丸山昇「上海物語」(講談社学術文庫)
近代の上海を語り尽くそうと試みた本である。もちろん膨大な出来事があり、たくさんの人がそれに関わっており、しかも立場によってその解釈は千差万別であろうから語り尽くすことなど出来ない。しかしその意図は充分に果たされていると思う。この本は忘れられない本になるだろう。上海に関わる記述のある文章を読んだらこの本を思い出すし、この本を参照することになるだろう。
じっくり味わいながら読んだので、300ページ足らずのこの本を読み終わるのに1ヶ月以上を費やした。
副題は「国際都市上海と日中文化人」である。魯迅が出てくる、陳独秀、郭沫若、茅盾、丁玲、郁達夫を始め多数の中国文化人が、そして上海を訪ねて文章を残した芥川龍之介が、谷崎潤一郎が、佐藤春夫、金子光晴が、さらにそれらをつなぐ人物として内山完造がいる。
それらの人々が見て感じた上海が近代の中でどのように変遷していったのか、させられたのか。日本の中国侵略が始まり、抗日運動が盛んになり、それでも太平洋戦争まではかろうじて租界は文化人たちを庇護する場所でもあったが、太平洋戦争の後は租界は事実上消滅してしまった。
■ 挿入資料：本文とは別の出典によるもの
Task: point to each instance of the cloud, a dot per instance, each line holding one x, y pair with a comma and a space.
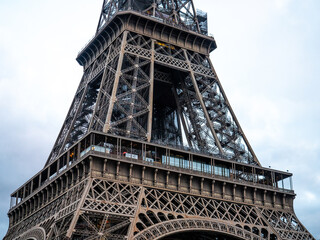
282, 4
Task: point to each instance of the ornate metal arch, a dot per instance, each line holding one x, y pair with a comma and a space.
36, 233
166, 228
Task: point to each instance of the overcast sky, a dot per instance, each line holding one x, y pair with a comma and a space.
267, 60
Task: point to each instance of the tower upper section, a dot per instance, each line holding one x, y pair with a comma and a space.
178, 12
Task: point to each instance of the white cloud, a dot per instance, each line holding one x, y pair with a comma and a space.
282, 4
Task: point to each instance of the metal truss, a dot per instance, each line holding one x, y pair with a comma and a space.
180, 13
115, 210
118, 94
54, 212
137, 86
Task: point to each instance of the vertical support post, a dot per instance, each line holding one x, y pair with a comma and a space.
116, 83
199, 96
149, 130
182, 120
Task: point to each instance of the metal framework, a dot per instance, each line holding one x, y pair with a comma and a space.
151, 148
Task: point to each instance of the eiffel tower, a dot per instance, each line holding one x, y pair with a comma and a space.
151, 148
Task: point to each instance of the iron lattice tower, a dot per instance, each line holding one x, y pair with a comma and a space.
151, 148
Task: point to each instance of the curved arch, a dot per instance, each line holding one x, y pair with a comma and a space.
36, 233
170, 227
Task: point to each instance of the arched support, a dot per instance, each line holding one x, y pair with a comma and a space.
36, 233
163, 229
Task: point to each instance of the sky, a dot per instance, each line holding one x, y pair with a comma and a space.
267, 61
そして日本が上海を完全な支配下に置いたときから日本と中国との絆は断ち切られてしまったのである。
そのようなことを激することなく淡々と事実のみを述べているけれど、そこに痛切な作者の思いがこもっているのが読み取れる。
この本は1987年に集英社から出版されたもので、2004年に講談社学術文庫に収録された。
上海には仕事も含めて10回以上行った。私が上海を初めて訪ねたのは1992年。その頃は自動車よりもはるかに自転車が多い時代で、建物も含めて多少この本に書かれたような上海を見ることが出来たが、その後すさまじい勢いで変貌してしまった。蘇州河を見下ろす古いホテルから上海のスクラップ&ビルドを見下ろして幻視した上海がこの本にはリアルに描かれていて、見たことのない世界なのに懐かしく感じた。